Stimulation of uterine deoxyribonucleic acid synthesis by 1,1,1-trichloro-2-( p-chlorophenyl)-2-( o-chlorophenyl)ethane ( o, p′-DDT)

Abstract

The administration of 1,1,1-trichloro-2-( p-chlorophenyl)-2-( o-chlorophenyl) ethane ( o, p′-DDT) to immature female rats produced a maximum increase in uterine wet weight and DNA synthesis measured by tritiated thymidine incorporation into uterine DNA 24 hr after treatment. These responses were maximal at a dose of 250–1000 mg/kg of ( o, p′-DDT); half-maximal responses occurred in the range of 10–40 mg/kg.

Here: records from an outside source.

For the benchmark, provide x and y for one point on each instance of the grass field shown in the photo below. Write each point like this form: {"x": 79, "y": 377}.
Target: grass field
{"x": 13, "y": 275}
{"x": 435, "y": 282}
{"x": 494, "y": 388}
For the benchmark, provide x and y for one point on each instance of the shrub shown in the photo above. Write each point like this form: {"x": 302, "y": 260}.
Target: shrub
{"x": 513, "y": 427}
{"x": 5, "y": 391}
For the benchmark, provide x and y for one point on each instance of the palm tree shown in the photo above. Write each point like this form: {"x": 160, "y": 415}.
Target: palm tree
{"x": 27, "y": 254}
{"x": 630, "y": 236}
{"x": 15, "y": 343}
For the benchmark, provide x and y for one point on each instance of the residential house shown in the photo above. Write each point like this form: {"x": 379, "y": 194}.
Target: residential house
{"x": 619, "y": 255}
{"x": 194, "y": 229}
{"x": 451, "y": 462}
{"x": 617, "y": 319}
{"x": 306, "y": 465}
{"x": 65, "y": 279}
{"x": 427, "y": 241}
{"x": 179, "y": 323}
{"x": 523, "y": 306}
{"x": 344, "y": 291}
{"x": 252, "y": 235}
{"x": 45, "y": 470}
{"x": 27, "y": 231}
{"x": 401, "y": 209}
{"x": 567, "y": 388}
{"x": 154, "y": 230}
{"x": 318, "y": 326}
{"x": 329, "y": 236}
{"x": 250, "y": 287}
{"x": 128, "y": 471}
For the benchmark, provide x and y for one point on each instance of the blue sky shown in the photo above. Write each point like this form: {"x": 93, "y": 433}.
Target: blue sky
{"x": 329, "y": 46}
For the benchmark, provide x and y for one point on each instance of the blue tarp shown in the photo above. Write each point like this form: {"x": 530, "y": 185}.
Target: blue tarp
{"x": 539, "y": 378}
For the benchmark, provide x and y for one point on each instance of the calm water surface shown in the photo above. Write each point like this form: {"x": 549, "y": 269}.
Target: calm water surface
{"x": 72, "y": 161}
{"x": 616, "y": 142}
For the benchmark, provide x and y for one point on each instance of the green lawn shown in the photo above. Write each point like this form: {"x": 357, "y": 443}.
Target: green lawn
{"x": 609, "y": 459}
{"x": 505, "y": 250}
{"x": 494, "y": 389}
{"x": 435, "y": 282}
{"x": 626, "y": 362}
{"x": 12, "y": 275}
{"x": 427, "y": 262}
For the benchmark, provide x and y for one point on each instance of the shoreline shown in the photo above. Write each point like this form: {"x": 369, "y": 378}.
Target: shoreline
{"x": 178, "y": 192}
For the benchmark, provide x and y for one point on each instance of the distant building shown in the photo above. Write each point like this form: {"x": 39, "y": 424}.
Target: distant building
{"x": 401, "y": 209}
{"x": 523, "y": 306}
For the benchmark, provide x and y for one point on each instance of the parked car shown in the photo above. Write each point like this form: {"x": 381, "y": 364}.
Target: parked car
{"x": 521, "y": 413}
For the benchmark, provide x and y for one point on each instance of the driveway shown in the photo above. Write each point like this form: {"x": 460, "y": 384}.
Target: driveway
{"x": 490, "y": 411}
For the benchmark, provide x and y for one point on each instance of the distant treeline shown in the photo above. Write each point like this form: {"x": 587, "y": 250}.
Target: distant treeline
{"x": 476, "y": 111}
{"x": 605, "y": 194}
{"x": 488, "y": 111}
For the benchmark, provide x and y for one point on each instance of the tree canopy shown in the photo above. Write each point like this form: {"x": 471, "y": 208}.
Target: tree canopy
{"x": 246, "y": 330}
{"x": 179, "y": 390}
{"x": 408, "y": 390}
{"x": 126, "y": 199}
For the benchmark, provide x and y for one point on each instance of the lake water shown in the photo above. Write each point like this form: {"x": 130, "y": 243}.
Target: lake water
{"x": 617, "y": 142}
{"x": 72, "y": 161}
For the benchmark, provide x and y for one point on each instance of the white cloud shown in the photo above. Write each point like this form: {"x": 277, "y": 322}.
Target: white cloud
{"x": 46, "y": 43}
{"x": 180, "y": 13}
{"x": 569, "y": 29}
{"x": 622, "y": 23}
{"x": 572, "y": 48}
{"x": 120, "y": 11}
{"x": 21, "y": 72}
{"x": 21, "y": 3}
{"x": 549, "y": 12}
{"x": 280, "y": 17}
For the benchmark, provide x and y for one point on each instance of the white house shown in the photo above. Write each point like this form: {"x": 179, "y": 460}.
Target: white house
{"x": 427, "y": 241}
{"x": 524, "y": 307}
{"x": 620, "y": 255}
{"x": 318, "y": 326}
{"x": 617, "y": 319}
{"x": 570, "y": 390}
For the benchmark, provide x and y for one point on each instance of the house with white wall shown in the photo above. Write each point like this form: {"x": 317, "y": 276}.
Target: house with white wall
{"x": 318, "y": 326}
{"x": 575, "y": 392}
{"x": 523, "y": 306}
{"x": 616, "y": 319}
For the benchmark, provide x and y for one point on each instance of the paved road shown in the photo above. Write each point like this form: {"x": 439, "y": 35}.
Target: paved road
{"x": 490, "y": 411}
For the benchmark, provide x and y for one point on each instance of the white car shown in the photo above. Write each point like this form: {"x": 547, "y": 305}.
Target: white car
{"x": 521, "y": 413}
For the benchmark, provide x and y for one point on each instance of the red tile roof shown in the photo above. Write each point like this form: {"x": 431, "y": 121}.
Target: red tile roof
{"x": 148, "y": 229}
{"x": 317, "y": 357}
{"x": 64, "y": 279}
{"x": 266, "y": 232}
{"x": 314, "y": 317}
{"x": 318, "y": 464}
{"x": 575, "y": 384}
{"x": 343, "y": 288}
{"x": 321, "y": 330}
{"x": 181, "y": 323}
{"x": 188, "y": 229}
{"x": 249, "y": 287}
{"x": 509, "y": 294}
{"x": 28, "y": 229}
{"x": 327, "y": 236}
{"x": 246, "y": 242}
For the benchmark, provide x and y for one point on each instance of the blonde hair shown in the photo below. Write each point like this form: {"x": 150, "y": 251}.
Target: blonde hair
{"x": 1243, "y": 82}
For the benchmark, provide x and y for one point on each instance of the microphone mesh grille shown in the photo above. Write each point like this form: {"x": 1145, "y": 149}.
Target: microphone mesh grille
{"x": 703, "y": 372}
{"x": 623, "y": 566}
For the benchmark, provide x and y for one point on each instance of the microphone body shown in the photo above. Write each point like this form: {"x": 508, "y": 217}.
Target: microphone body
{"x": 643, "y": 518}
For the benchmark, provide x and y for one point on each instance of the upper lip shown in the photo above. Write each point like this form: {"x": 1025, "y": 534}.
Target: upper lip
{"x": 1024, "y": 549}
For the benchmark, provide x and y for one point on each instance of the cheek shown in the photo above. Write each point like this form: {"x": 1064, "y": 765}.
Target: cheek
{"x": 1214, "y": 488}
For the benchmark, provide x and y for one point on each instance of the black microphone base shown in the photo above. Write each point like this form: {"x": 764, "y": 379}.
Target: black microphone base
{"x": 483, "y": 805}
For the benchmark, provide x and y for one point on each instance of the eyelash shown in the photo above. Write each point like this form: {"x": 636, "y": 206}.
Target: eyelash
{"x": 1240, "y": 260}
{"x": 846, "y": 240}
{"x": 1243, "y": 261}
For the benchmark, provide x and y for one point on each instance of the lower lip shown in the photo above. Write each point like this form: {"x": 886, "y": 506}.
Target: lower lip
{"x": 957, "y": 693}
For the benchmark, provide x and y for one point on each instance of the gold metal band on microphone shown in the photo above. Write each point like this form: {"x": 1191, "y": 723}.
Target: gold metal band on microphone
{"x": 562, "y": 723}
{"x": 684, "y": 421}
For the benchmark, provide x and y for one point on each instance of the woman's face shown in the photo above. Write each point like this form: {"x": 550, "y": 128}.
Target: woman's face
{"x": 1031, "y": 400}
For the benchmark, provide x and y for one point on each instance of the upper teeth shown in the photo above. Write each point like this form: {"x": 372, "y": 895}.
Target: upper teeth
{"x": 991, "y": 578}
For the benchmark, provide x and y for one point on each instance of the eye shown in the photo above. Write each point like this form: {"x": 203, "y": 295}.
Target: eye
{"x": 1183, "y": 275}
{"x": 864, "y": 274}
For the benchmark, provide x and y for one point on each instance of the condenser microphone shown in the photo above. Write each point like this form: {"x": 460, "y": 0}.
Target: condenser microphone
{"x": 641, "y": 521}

These responses were specific for o, p′-DDT, since ( o, p′-DDT)T was much less potent. 17β-Estradiol and ( o, p′-DDT) also produced increases in total uterine DNA content and in total uterine protein content. The uterine responses to maximum doses of 17β-estradiol and ( o, p′-DDT) were not additive, suggesting that both compounds interact with the same receptor. In a series of experiments, the administration of 250 mg/kg of ( o, p′-DDT) produced increases in uterine weight that were the same as those seem after 17β-estradiol treatment, increases in DNA synthesis that were 60–80 per cent of those produced by 17β-estradiol and an increase in total uterine DNA that was 66 per cent of that observed after 17β-estradiol treatment. 17β-Estradiol and ( o, p′-DDT) also produced significant increases in uterine wet weight and DNA synthesis in ovariectomized/adrenalectomized rats, indicating that the effects of the pesticide are not mediated via adrenal steroids.